Bagharu knows, knows in his bones:
'Everything is Gayanath's, that Teesta there is Gayanath's,
those lands there are Gayanath's, this Bagharu here is
Gayanath's.' Gayanath - the lord and master of Bagharu -
had once ordered Bagharu to tie trees to his body and let
himself to be carried away by the waves of flooded Teesta.
Later when he hit a spot surrounded by water he was
rescued by villagers. One of them, an expert boatman of
the region, was Kadakhoa. He was like a mirror image, a
look-alike of Bagharu himself. Though the two came very
near each other, no exchange took place between them, at
least that's what the rest thought. Does this mean that
the Bagharus are incapable of entering into dialogue with
other Bagharus? Are they really so alienated, so lonely?

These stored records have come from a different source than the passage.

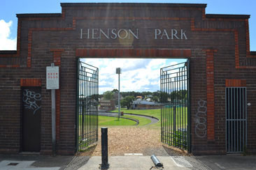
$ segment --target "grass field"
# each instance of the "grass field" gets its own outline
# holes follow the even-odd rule
[[[124,113],[129,113],[129,114],[142,114],[142,115],[147,115],[147,116],[154,116],[157,118],[159,121],[157,123],[155,123],[153,125],[148,125],[148,128],[159,128],[161,126],[161,109],[127,109],[125,108],[122,108],[121,109],[121,111],[124,111]],[[166,109],[165,111],[164,110],[164,111],[169,111],[169,109]],[[118,110],[114,110],[112,112],[118,112]],[[187,125],[187,121],[185,121],[185,118],[187,118],[187,108],[185,107],[180,107],[180,108],[176,108],[176,113],[177,113],[177,116],[176,116],[176,125],[177,126],[178,125],[180,125],[180,127],[177,127],[177,128],[184,128]],[[182,113],[180,114],[180,116],[179,116],[179,114],[178,113]],[[125,116],[127,116],[127,115]],[[136,117],[136,116],[135,116]],[[138,118],[138,117],[136,117]],[[167,117],[166,118],[163,118],[163,121],[166,121],[169,119],[170,118]],[[173,121],[173,120],[172,120]],[[141,121],[140,121],[141,123]],[[144,124],[145,125],[145,124]],[[143,125],[143,124],[142,125]]]
[[[157,118],[159,121],[157,123],[146,125],[147,124],[149,124],[151,121],[148,118],[141,118],[136,116],[132,115],[125,115],[122,117],[126,118],[135,118],[139,121],[139,124],[138,125],[138,127],[145,126],[145,128],[159,128],[161,127],[161,109],[127,109],[125,108],[121,109],[121,111],[124,111],[124,113],[128,113],[128,114],[141,114],[141,115],[146,115],[150,116],[154,116]],[[173,122],[173,113],[171,109],[166,109],[163,110],[164,115],[165,117],[162,117],[162,121],[164,123],[166,123],[166,125],[167,126],[172,125],[172,123],[170,123],[171,122]],[[118,112],[118,110],[114,110],[112,112]],[[180,114],[179,113],[182,113]],[[171,116],[169,116],[171,115]],[[178,128],[185,128],[187,124],[187,121],[185,121],[185,119],[187,119],[187,108],[186,107],[180,107],[180,108],[176,108],[176,127],[177,129]],[[94,119],[95,117],[92,118]],[[85,119],[87,119],[85,118]],[[80,119],[81,121],[82,117]],[[87,119],[90,120],[90,119]],[[117,121],[117,118],[113,117],[108,117],[108,116],[99,116],[99,125],[100,126],[121,126],[121,125],[136,125],[136,123],[134,121],[120,118],[119,121]],[[92,121],[92,119],[91,119]],[[94,121],[93,121],[94,122]],[[89,124],[90,124],[89,123]]]
[[[136,123],[135,121],[125,118],[120,118],[119,121],[118,121],[118,118],[99,116],[99,125],[100,126],[135,125]]]

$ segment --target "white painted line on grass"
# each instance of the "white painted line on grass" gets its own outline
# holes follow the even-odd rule
[[[218,163],[215,163],[215,165],[217,165],[217,167],[218,167],[219,168],[222,169],[226,169],[225,167],[221,166],[220,164],[219,164]]]
[[[142,153],[125,153],[125,156],[143,156]]]

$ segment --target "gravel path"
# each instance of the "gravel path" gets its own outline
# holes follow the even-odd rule
[[[101,132],[99,132],[99,141],[92,150],[90,155],[101,155]],[[143,153],[143,155],[155,154],[158,156],[168,156],[168,153],[160,141],[159,130],[148,130],[140,128],[108,128],[108,155],[123,156],[125,153]],[[80,155],[88,155],[87,152]]]

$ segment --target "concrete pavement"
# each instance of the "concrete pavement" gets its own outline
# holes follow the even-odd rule
[[[256,169],[256,155],[157,156],[164,168],[152,169]],[[150,156],[111,156],[109,170],[147,170],[154,167]],[[100,156],[41,156],[0,155],[1,170],[95,170]]]

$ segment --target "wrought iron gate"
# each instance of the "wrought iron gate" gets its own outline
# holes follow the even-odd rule
[[[227,153],[243,153],[247,143],[246,87],[226,88]]]
[[[190,152],[189,70],[189,61],[162,68],[160,81],[162,142]]]
[[[99,69],[78,61],[77,150],[98,141]]]

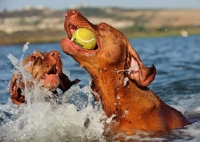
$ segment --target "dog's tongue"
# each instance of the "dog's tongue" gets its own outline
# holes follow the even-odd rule
[[[45,75],[43,81],[43,86],[45,88],[54,91],[59,85],[59,76],[55,74]]]

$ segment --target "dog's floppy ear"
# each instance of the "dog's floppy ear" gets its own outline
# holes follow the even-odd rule
[[[130,43],[128,44],[128,58],[129,78],[134,80],[139,86],[148,86],[156,76],[156,68],[154,65],[151,68],[145,67]]]
[[[22,90],[20,86],[24,87],[24,84],[20,82],[19,75],[14,74],[10,82],[9,91],[12,102],[17,105],[25,102],[25,96],[22,95]]]

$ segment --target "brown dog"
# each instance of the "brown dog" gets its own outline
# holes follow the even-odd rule
[[[76,79],[71,82],[62,72],[62,61],[58,51],[48,53],[35,51],[24,59],[23,66],[27,66],[26,70],[33,78],[38,82],[41,81],[42,86],[52,92],[55,92],[57,87],[64,92],[80,81]],[[32,83],[27,82],[27,84]],[[10,83],[10,96],[13,103],[19,105],[25,102],[25,96],[22,94],[24,87],[22,75],[14,74]]]
[[[75,10],[67,12],[64,27],[70,39],[80,27],[93,31],[96,36],[94,50],[82,49],[67,38],[61,46],[91,75],[92,88],[99,94],[106,115],[116,115],[118,123],[113,131],[166,132],[190,124],[179,111],[147,88],[154,80],[156,68],[144,66],[121,32],[105,23],[93,25]]]

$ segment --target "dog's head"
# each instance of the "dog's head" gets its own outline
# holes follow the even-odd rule
[[[63,51],[72,56],[91,75],[95,74],[95,70],[99,72],[106,68],[124,71],[124,75],[138,86],[146,87],[153,81],[156,75],[155,67],[145,67],[128,39],[117,29],[106,23],[93,25],[75,10],[66,13],[64,27],[69,39],[62,40]],[[97,46],[94,50],[82,49],[70,40],[78,28],[87,28],[95,34]]]
[[[62,72],[62,61],[58,51],[34,53],[27,56],[23,61],[23,66],[32,75],[32,77],[42,84],[42,87],[48,88],[50,91],[55,91],[60,88],[66,91],[75,82],[71,82],[68,77]],[[31,85],[32,82],[26,82]],[[25,88],[25,83],[21,73],[14,74],[10,83],[10,95],[15,104],[25,102],[25,97],[22,90]]]

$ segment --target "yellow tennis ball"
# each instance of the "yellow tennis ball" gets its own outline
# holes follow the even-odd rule
[[[94,33],[86,28],[78,28],[71,40],[84,49],[94,49],[97,44]]]

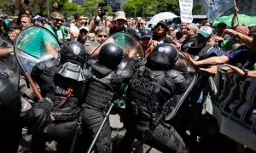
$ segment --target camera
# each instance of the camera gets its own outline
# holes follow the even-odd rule
[[[104,6],[107,6],[108,5],[108,3],[107,2],[101,2],[99,3],[99,7],[104,7]]]

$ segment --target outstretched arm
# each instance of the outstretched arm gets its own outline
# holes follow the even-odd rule
[[[226,55],[210,57],[202,60],[195,61],[187,53],[183,53],[184,59],[193,66],[201,65],[222,65],[229,62],[229,58]]]

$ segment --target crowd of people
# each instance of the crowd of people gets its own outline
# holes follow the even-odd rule
[[[148,25],[146,19],[134,20],[126,17],[123,11],[116,12],[113,20],[107,16],[102,18],[95,15],[89,20],[77,13],[72,23],[67,25],[63,14],[57,11],[51,12],[49,19],[32,16],[25,11],[17,20],[0,19],[1,38],[11,44],[20,31],[37,26],[48,29],[61,45],[60,51],[51,49],[53,59],[37,64],[31,72],[44,97],[40,103],[32,102],[37,100],[34,97],[24,98],[24,94],[20,98],[12,86],[2,85],[8,81],[1,75],[0,116],[3,116],[0,118],[9,125],[1,128],[0,133],[4,131],[3,138],[9,138],[13,131],[16,133],[12,133],[15,141],[6,139],[8,140],[3,143],[5,146],[0,150],[17,151],[21,136],[19,132],[26,127],[32,134],[32,152],[44,152],[45,142],[51,140],[58,142],[57,152],[85,152],[109,105],[117,99],[117,90],[125,83],[128,86],[125,109],[119,115],[126,133],[119,147],[112,150],[108,120],[94,145],[95,152],[132,152],[135,139],[162,152],[237,151],[234,148],[231,150],[223,148],[225,144],[217,142],[224,139],[218,132],[213,136],[199,134],[201,133],[201,122],[204,120],[201,112],[205,99],[202,97],[211,93],[206,82],[217,74],[218,65],[224,64],[228,73],[256,77],[256,23],[248,27],[234,24],[228,27],[223,22],[213,27],[212,21],[209,20],[200,24],[160,20],[156,25]],[[113,42],[103,43],[117,32],[129,33],[139,41],[146,61],[130,57],[125,68],[119,69],[119,65],[125,58],[124,49]],[[95,52],[102,44],[99,52]],[[13,52],[12,49],[0,51],[1,60]],[[87,57],[90,57],[91,61],[88,62]],[[189,105],[182,108],[183,114],[179,115],[180,121],[165,121],[163,116],[170,113],[170,108],[178,103],[174,95],[184,94],[189,85],[185,75],[188,71],[179,69],[184,65],[191,66],[199,74],[198,82],[188,95]],[[15,94],[9,96],[10,92]],[[15,105],[13,110],[10,105],[20,104],[20,99],[22,105]],[[2,105],[5,101],[8,101],[7,106]],[[22,108],[28,103],[29,110],[17,110],[17,107]],[[12,116],[15,119],[3,117],[7,112],[2,110],[5,107],[16,113]],[[51,116],[55,120],[51,120]],[[12,128],[9,129],[9,127]],[[211,133],[212,128],[218,131],[217,125],[212,126]],[[82,133],[74,137],[79,130]],[[188,130],[190,134],[187,133]],[[199,135],[212,150],[207,147],[199,149],[201,147],[201,144],[196,144],[200,142]],[[219,138],[216,139],[216,135]],[[0,146],[4,141],[1,139]]]

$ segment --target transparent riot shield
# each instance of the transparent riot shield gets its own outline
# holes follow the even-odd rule
[[[123,48],[125,58],[121,63],[121,67],[124,67],[124,65],[126,63],[126,60],[129,60],[131,57],[141,60],[144,59],[144,51],[140,42],[130,34],[123,32],[118,32],[111,35],[92,53],[90,56],[89,56],[89,59],[91,59],[91,57],[96,57],[96,59],[102,47],[108,42],[114,42]]]
[[[19,66],[15,61],[14,46],[7,40],[0,37],[0,73],[15,86],[19,87]]]
[[[15,42],[15,54],[18,65],[39,99],[42,96],[30,76],[33,66],[41,61],[58,58],[60,45],[55,37],[41,26],[22,30]]]
[[[178,59],[174,69],[181,71],[184,76],[187,82],[187,89],[183,94],[175,94],[171,98],[168,104],[169,111],[165,118],[166,121],[172,120],[179,110],[179,108],[186,102],[186,99],[195,86],[198,77],[196,71],[186,62],[180,52],[178,52]]]
[[[58,58],[60,45],[55,37],[41,26],[30,26],[17,36],[15,54],[22,71],[30,73],[38,62]]]

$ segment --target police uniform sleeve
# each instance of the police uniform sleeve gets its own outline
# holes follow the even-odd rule
[[[173,83],[175,89],[173,92],[177,94],[181,94],[187,89],[187,82],[184,76],[177,71],[169,71],[166,72],[166,77],[171,79],[170,81]]]
[[[38,81],[39,79],[40,75],[42,74],[42,72],[46,70],[49,69],[50,67],[52,67],[55,63],[56,60],[55,59],[50,59],[49,60],[45,60],[45,61],[41,61],[39,63],[38,63],[32,69],[32,72],[31,72],[31,76],[34,81]]]

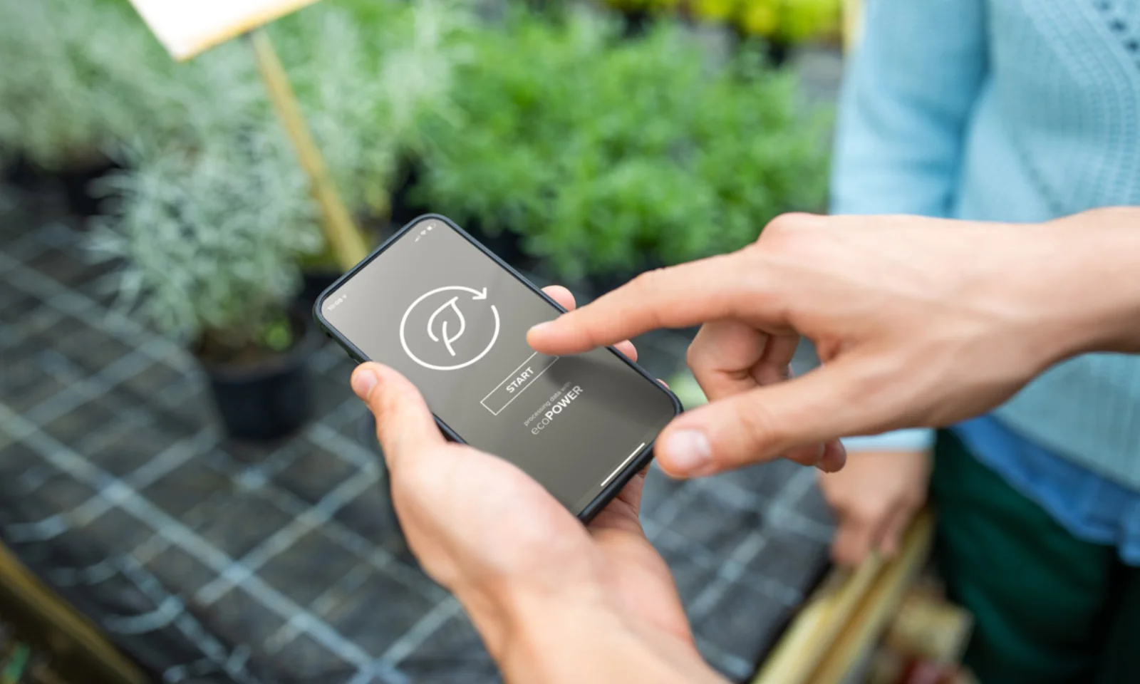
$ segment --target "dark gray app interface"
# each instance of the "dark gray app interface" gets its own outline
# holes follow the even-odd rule
[[[519,465],[575,514],[674,416],[669,394],[610,350],[536,353],[527,331],[557,309],[438,219],[416,223],[321,307],[464,441]]]

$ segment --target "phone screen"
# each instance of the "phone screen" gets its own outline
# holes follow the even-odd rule
[[[560,311],[440,218],[425,218],[318,302],[325,324],[396,368],[471,446],[580,514],[678,405],[609,349],[549,357],[527,331]]]

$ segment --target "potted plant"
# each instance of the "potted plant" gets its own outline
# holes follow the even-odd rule
[[[0,150],[13,180],[58,181],[91,215],[90,181],[117,165],[115,145],[163,128],[157,46],[129,9],[96,0],[0,0]],[[137,23],[137,21],[135,21]]]
[[[121,259],[120,306],[201,361],[229,435],[269,440],[309,417],[319,335],[291,309],[296,260],[321,246],[306,179],[272,125],[195,149],[145,146],[108,180],[91,247]]]
[[[521,13],[502,31],[472,38],[459,114],[425,122],[418,194],[518,235],[547,276],[608,290],[823,206],[826,117],[762,56],[717,63],[665,21],[632,40],[581,13]]]

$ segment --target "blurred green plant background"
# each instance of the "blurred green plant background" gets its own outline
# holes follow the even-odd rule
[[[839,0],[326,0],[269,34],[377,239],[437,211],[576,283],[823,209],[830,115],[771,46],[838,25]],[[176,64],[125,0],[0,0],[0,165],[101,176],[89,233],[124,306],[279,347],[325,246],[246,41]]]

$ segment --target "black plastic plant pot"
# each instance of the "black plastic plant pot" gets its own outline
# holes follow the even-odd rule
[[[296,316],[304,333],[287,352],[252,365],[203,361],[210,391],[230,439],[272,441],[300,430],[312,415],[309,358],[324,340],[316,325]]]

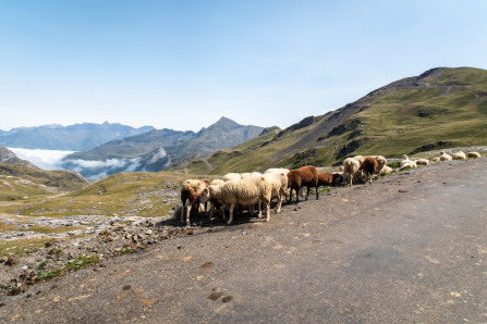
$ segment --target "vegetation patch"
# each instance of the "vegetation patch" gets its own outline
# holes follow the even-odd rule
[[[83,256],[74,260],[73,262],[68,263],[66,270],[68,271],[75,271],[85,267],[88,264],[96,263],[100,259],[99,254],[93,254],[93,256]]]

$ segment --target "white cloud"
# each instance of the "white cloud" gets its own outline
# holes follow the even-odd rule
[[[19,149],[9,148],[20,159],[27,160],[44,170],[59,170],[61,169],[62,159],[74,151],[60,150],[41,150],[41,149]]]

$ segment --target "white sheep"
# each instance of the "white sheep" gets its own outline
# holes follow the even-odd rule
[[[343,161],[343,183],[345,185],[352,186],[353,177],[356,176],[360,167],[361,162],[355,158],[346,158]]]
[[[221,186],[221,185],[223,185],[226,182],[224,180],[221,180],[221,179],[214,179],[211,183],[210,183],[210,186]],[[211,208],[210,208],[210,210],[209,210],[209,219],[210,219],[210,221],[212,221],[214,219],[215,219],[215,210],[217,209],[217,208],[222,208],[222,205],[221,205],[221,203],[219,203],[216,199],[212,199],[212,198],[210,198],[209,199],[209,202],[211,203]],[[222,211],[222,213],[223,213],[223,217],[224,217],[224,211]]]
[[[466,154],[463,151],[458,151],[458,152],[451,153],[451,158],[453,160],[466,160]]]
[[[209,196],[224,203],[230,209],[230,225],[233,221],[233,209],[238,203],[253,205],[259,201],[266,210],[266,222],[270,220],[269,207],[272,195],[272,185],[264,176],[251,176],[240,180],[226,182],[221,186],[209,186]],[[261,212],[259,211],[259,217]]]
[[[387,166],[387,159],[382,155],[374,155],[373,158],[376,158],[377,164],[379,165],[377,169],[377,176],[380,176],[383,167]]]
[[[362,163],[364,163],[364,160],[365,160],[365,158],[363,155],[355,155],[355,157],[353,157],[353,159],[357,160],[358,163],[361,163],[361,165],[362,165]]]
[[[414,159],[414,163],[417,165],[429,165],[428,159]]]
[[[246,173],[241,173],[240,177],[246,178],[246,177],[251,177],[251,176],[260,176],[260,175],[263,175],[260,172],[246,172]]]
[[[240,180],[241,178],[240,173],[228,173],[223,175],[223,182]]]
[[[468,153],[466,153],[466,157],[468,159],[478,159],[478,158],[480,158],[480,153],[478,153],[478,152],[468,152]]]
[[[190,214],[192,207],[197,203],[205,203],[209,199],[208,192],[205,190],[209,186],[208,180],[187,179],[181,188],[181,201],[183,210],[181,212],[181,223],[184,224],[184,215],[186,214],[186,225],[190,225]],[[199,210],[198,210],[199,211]]]
[[[403,154],[402,159],[403,160],[401,161],[399,170],[402,171],[402,170],[407,169],[407,167],[409,169],[414,169],[414,167],[417,166],[416,163],[414,161],[410,160],[410,158],[406,154]]]
[[[385,166],[382,167],[382,172],[383,172],[385,174],[388,174],[388,173],[392,173],[392,172],[394,172],[394,170],[393,170],[392,167],[390,167],[389,165],[385,165]]]
[[[289,169],[285,169],[285,167],[275,167],[275,169],[268,169],[268,170],[266,170],[266,172],[264,172],[264,174],[266,174],[266,173],[275,173],[275,172],[282,172],[282,173],[284,173],[285,175],[288,175],[288,173],[289,173]]]
[[[453,158],[445,151],[441,151],[440,161],[453,161]]]

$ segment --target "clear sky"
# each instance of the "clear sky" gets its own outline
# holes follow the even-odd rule
[[[438,66],[487,68],[485,0],[0,0],[0,129],[288,127]]]

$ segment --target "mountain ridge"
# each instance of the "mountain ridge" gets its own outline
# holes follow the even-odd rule
[[[190,173],[223,174],[336,165],[353,154],[399,158],[427,148],[486,144],[487,71],[435,67],[184,167]]]
[[[219,149],[231,149],[258,136],[263,129],[264,127],[254,125],[240,125],[222,116],[197,133],[153,129],[109,141],[92,150],[66,155],[62,166],[77,171],[90,179],[125,171],[158,172],[174,163],[190,163]],[[83,166],[90,161],[99,166]]]

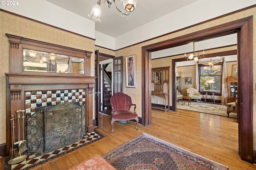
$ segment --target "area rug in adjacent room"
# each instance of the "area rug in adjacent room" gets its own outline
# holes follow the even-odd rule
[[[145,133],[102,155],[118,170],[228,170],[228,167]]]
[[[183,110],[191,110],[198,112],[212,114],[220,116],[228,117],[227,106],[220,104],[212,104],[208,103],[192,102],[188,106],[188,101],[186,101],[183,105],[182,102],[177,103],[177,108]],[[237,118],[237,114],[234,113],[229,113],[230,117]]]
[[[4,169],[4,170],[29,169],[104,137],[104,136],[103,135],[94,130],[92,132],[86,133],[81,141],[65,147],[59,148],[55,150],[42,154],[40,153],[27,153],[26,154],[27,155],[27,158],[25,160],[11,166],[8,164],[10,157],[7,157],[5,158]]]

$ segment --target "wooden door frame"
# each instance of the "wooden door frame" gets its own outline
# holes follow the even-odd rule
[[[241,19],[142,47],[142,125],[151,123],[151,52],[237,33],[238,86],[239,153],[253,162],[253,17]],[[173,77],[172,77],[173,78]]]
[[[96,61],[96,64],[97,64],[97,68],[96,69],[95,69],[95,72],[97,72],[97,74],[99,74],[99,75],[98,75],[98,76],[99,76],[99,78],[98,79],[98,80],[100,80],[100,83],[101,84],[102,84],[102,81],[101,81],[101,77],[100,76],[100,72],[101,72],[101,67],[100,66],[100,57],[106,57],[106,58],[108,58],[109,59],[113,59],[115,57],[115,56],[113,56],[113,55],[109,55],[108,54],[104,54],[103,53],[100,53],[99,52],[99,50],[97,50],[95,51],[95,56],[96,55],[98,55],[98,57],[97,57],[98,59],[97,59],[97,61]],[[96,60],[95,60],[96,61]],[[98,79],[98,77],[97,77],[96,78]],[[112,78],[112,79],[113,79],[113,78]],[[97,81],[98,82],[98,81]],[[98,85],[99,84],[99,83],[97,82],[98,83]],[[98,86],[98,92],[100,92],[100,93],[101,93],[102,92],[101,92],[101,86]],[[99,109],[99,108],[100,107],[101,107],[101,100],[100,100],[100,99],[99,99],[99,98],[98,98],[98,100],[97,100],[97,103],[95,103],[95,111],[97,112],[97,113],[95,113],[95,115],[96,115],[96,124],[94,125],[95,126],[97,126],[98,127],[98,117],[99,117],[99,111],[98,110],[98,111],[96,111],[96,104],[97,105],[97,107],[98,107],[98,109]]]

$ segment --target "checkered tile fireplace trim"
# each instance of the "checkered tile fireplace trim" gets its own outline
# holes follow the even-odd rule
[[[86,89],[25,92],[25,95],[26,113],[34,113],[38,107],[61,103],[86,104]]]

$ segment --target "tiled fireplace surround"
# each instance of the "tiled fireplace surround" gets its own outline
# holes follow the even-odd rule
[[[79,102],[86,106],[86,131],[93,131],[92,108],[93,101],[93,89],[94,87],[94,77],[72,77],[63,76],[35,76],[29,74],[6,74],[9,88],[7,88],[7,101],[9,101],[10,107],[7,106],[6,120],[10,120],[11,115],[16,116],[16,111],[25,109],[26,114],[33,114],[36,108],[41,106],[57,105],[61,103]],[[45,78],[50,83],[45,82]],[[29,80],[29,81],[28,81]],[[70,84],[70,81],[73,84]],[[58,82],[61,82],[59,84]],[[10,127],[11,121],[6,121]],[[9,129],[11,129],[9,128]],[[20,131],[23,131],[21,128]],[[15,140],[17,141],[17,126],[15,126]],[[12,131],[9,131],[10,138]],[[21,139],[23,135],[21,134]],[[7,135],[8,138],[8,135]],[[26,136],[25,139],[26,139]],[[11,139],[9,140],[10,141]],[[11,142],[9,146],[11,145]],[[6,143],[6,145],[7,143]],[[7,148],[8,149],[8,148]]]
[[[16,111],[25,110],[32,113],[37,107],[57,106],[68,102],[82,103],[85,111],[86,132],[94,130],[93,102],[95,77],[91,76],[92,52],[43,42],[6,34],[10,43],[10,73],[6,73],[6,156],[12,154],[12,115],[17,116]],[[54,53],[73,56],[84,60],[83,74],[40,72],[24,71],[23,49]],[[20,131],[24,131],[22,127]],[[18,141],[17,119],[15,122],[14,141]],[[24,137],[20,134],[20,139]]]

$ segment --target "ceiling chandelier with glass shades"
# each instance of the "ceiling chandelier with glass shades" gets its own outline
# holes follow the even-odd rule
[[[98,0],[97,4],[93,7],[91,13],[88,15],[88,16],[95,21],[101,22],[100,14],[101,14],[101,9],[100,9],[100,5],[102,4],[104,4],[106,1],[106,0]],[[121,16],[122,17],[124,17],[124,15],[126,16],[128,15],[130,12],[132,12],[135,9],[138,0],[106,0],[106,1],[108,4],[108,8],[110,8],[110,5],[114,2],[116,9],[121,12]],[[126,14],[124,12],[124,10],[120,10],[116,6],[116,1],[122,2],[124,8],[128,13]]]
[[[205,53],[204,53],[204,50],[203,51],[203,53],[201,55],[199,55],[199,54],[196,54],[196,51],[195,51],[195,43],[193,43],[193,45],[194,46],[194,52],[190,54],[190,55],[188,56],[188,57],[187,56],[186,53],[184,54],[184,57],[185,59],[187,60],[187,61],[188,61],[188,59],[190,60],[194,60],[195,62],[197,62],[198,61],[199,59],[203,58],[204,55],[205,55]]]

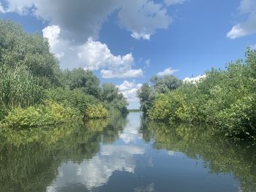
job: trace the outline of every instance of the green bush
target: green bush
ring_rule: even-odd
[[[211,69],[196,84],[159,95],[148,110],[152,120],[204,122],[235,139],[256,140],[256,50],[246,60]]]
[[[108,116],[109,112],[102,104],[90,106],[85,115],[86,118],[103,118]]]
[[[78,112],[52,101],[44,104],[17,107],[11,110],[3,120],[3,126],[13,128],[26,128],[56,125],[68,122],[78,116]]]
[[[42,89],[25,66],[0,66],[0,107],[26,107],[41,101]]]
[[[81,115],[86,114],[86,110],[90,105],[99,102],[93,96],[85,93],[80,89],[72,91],[62,88],[50,89],[46,91],[46,98],[75,109],[80,112]]]

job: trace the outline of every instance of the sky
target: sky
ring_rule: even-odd
[[[256,48],[256,0],[0,0],[0,18],[42,34],[61,69],[116,85],[130,109],[153,75],[200,77]]]

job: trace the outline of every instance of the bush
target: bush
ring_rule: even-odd
[[[101,104],[91,105],[88,107],[85,118],[103,118],[109,116],[108,110]]]
[[[256,140],[256,50],[246,60],[211,69],[195,85],[157,96],[148,111],[157,120],[205,122],[235,139]]]
[[[3,120],[3,126],[13,128],[34,128],[56,125],[69,121],[77,117],[78,112],[70,107],[64,107],[51,101],[44,104],[18,107],[10,111]]]
[[[26,107],[41,101],[42,89],[26,66],[1,66],[0,77],[1,108]]]
[[[72,91],[62,88],[50,89],[46,91],[46,98],[74,108],[78,110],[81,115],[86,114],[90,105],[99,103],[99,101],[93,96],[85,93],[80,89]]]

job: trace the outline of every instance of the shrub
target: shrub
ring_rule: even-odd
[[[85,118],[102,118],[109,116],[108,110],[102,105],[91,105],[88,107]]]
[[[87,108],[98,101],[93,96],[88,95],[80,89],[72,91],[62,88],[50,89],[46,91],[46,98],[57,103],[69,106],[80,112],[81,115],[86,114]]]
[[[4,127],[13,128],[33,128],[56,125],[75,118],[78,112],[70,107],[64,107],[51,101],[44,104],[17,107],[11,110],[3,120]]]

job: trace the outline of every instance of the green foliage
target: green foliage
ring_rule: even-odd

At the very beginning, while wading through a river with
the local MLA on his shoulders, Bagharu had requested the
elected representative to give him a human name. Towards
the end, ten years after the talk with the MLA, Bagharu is
left with just a monosyllabic utterance, a word that he
employs as a fixed reply to all questions: No. No, he
isn't anything, he isn't Rajbonshi, he isn't English, he
isn't of any party, and he has no festoons or flags.
Bagharu is negation personified. And this 'negative
essence' ceaselessly intervenes, interrupts steady flows,
and makes messy all a-priori designs. The society and the
state keep him outside of history and for the same reason
he remains irrepressible, he 're-turns' again and again to
point towards the unrealized potentials of history,
towards open- ends.
Director's Note
It is a difficult task to make theatre out of novel.
Especially if the novel in question happens to be Teesta
Paarer Brittanto - one that adds a fresh horizon to the
very history of the genre, creates a new paradigm of
narration. If the production can express merely some
sparks of thought from the infinite contemplative universe
in which the narrator in the novel immerses us, then we
will have succeeded. In the language of our theatre, we
have tried to hold on to the problematic of which Bagharu
is the epicenter. However much may the forces of history
and the state try to push him to the margins, Bagharu
perpetually arrives at the center, rocking the concrete
foundations of the state. But Teesta Paarer Brittanto is
not just the story of Bagharu's.
When I first started drafting the play,
I had to think out a makeshift model of the stage, a
formative sketch of the chain of events and movements of
the actors. The elaboration of the play gradually took
place from those nascent, disordered and fragmentary
impressions. Of course, one has had to cover a long
distance since to reach this present production. But I
have been enriched with a radically new sense of theatre
by the experiences undergone at every stage in the genesis
of this play. It demanded different conceptualization,
physicality and language. I have tried to remain
completely faithful to the novel while adapting it for the
stage.
Hiran Mitra, the man and the artist,
excited our entire team with his zest for life. His art is
not overtly apparent anywhere, yet it is undeniably
expressed at every nook and cranny of the stage.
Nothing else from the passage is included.